For a moment, everything that was awkward about high school would fade away and you could just say what was on your mind. It was as though parts of me were being healed whenever I did it, and I touched at least fifteen sets of boobs at Penguicon. It never got old, surprisingly.
Some women didn't want to. That was fine. We never demanded anything of anyone. And if you didn't want to put yours up for the Project but you wanted to touch, well, that was fine, too. It was simply for folks who felt like being open.
It was a raging success at Penguicon.... And there haven't been any hookups that I know of thanks to the Open-Source Boob Project. It is, as I said, a very special thing. (Though I wouldn't rule it out if two single people exchanged a moment.) And we'll probably do it at other cons, because it's strangely wholesome and sexual at the same time.
I've left off the names, because frankly, people should reveal for themselves whether they're Open-Sourcers or not. Not everyone wants to go public with it, and what happens at the con stays at the con. But trust me. If you are, and I meet you, I will ask. And you'll understand the beauty and simplicity of the Open-Source Boob Project for yourself.
Touch the magic, my friends. Touch the magic.
After ruminating on this subject for a few days, I am still shaking my head a bit. My initial thought was this: if someone came up to me and wanted to touch my breasts, I would be pissed and say no. I may even want to punch them or kick them in the balls. To me, my chest is pretty sacred, and it only is for that person I would choose to be intimate with or a doctor to check for medical reasons that I would allow contact to occur. I also thought that my hubby would probably try and kick their ass if they asked, so it was a no-go from second one.
After much thought, it has come down to this: why do these folks have to walk up to strangers at a show to touch a breast? Is it a power trip, or are said individuals not having a relationship and incapable of having intimacy that allows that in their normal life. It seemed pretty sad. It seemed like more of a reflection on their poor social skills then a threat to womankind. I also wondered what their mothers would say about this. Somehow I don't think she would be too happy about the whole situation.
I also think that an all-ages con is a poor choice for said social experiment. What does it teach kids if they see this? It is a poor selection of venues to say the least. Maybe at a night club this would have different connotations. Here I just think it was bad judgement.
Am I pissed? No. Am I disappointed? Most certainly. My feelings aren't just pointed at the guys involved either. I have to wonder what the ladies were thinking? It takes me back to my feminist readings, which have shown me that women are split into two groups. There are those who feel that embracing sexuality is a tool to show their power while another group finds that kind of display repugnant. Have we become so divided as a group that we will never come to terms with what we as women judge to be power and rights? It really makes me think.

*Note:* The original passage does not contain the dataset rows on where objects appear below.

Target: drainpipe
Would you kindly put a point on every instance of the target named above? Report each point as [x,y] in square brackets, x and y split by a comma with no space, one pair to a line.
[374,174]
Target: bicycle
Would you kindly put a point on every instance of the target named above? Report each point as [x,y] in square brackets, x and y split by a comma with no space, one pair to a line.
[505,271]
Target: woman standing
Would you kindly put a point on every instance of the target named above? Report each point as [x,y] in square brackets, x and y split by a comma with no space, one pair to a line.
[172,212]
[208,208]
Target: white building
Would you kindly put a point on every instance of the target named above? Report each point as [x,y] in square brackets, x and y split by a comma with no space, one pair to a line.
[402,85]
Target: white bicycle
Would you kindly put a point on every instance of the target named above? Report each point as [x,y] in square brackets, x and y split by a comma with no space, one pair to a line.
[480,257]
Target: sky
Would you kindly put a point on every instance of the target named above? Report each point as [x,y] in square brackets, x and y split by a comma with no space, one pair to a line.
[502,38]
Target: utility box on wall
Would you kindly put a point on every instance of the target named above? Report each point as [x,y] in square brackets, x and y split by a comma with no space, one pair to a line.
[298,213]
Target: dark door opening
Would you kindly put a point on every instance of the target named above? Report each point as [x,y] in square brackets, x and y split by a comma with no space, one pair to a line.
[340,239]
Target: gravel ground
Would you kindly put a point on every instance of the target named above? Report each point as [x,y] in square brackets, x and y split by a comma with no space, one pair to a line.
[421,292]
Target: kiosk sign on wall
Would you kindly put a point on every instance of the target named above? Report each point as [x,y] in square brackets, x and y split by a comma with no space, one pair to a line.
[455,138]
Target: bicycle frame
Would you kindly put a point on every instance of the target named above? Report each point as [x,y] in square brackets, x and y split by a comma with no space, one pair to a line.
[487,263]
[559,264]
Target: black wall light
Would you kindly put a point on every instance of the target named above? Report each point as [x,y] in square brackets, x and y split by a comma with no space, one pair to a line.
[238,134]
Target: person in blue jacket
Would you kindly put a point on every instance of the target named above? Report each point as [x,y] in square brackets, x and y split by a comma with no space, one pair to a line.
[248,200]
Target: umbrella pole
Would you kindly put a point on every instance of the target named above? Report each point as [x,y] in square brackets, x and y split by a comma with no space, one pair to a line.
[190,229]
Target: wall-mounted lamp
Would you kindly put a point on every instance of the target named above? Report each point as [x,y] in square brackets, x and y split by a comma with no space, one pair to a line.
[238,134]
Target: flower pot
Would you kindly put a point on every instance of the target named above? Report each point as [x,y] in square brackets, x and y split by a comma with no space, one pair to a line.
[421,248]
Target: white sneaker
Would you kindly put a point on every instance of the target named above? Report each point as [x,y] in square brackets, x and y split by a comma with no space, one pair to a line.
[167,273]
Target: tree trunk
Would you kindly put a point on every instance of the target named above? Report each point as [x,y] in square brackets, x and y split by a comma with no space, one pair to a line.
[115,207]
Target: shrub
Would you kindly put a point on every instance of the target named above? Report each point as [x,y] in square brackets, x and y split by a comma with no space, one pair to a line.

Another issue that has been a bit overlooked is that there appears that alcohol was involved. How much and how intense really isn't clarified, but as a person who has drank way too much on past occasions of my life, I can say with 100% certainty that it doesn't make you any smarter. Some of the world's worst ideas come out of intoxication. This is yet another reason to watch consumption at these potential social occasions.
Bottom line here: If someone approached me at the Emerald City Comicon and asked to touch my breast, I would be offended. I would also call the person on their behavior and tell them it was inappropriate. I would also wonder if they had a boda bag and were a bit tanked. There is a time and place, and that simply isn't it.
Let me ask you: What would you do in that situation?
Enough for tonight. I am off to check out Swinebread's comprehensive report on Stumptown Comics Fest. It looks awesome!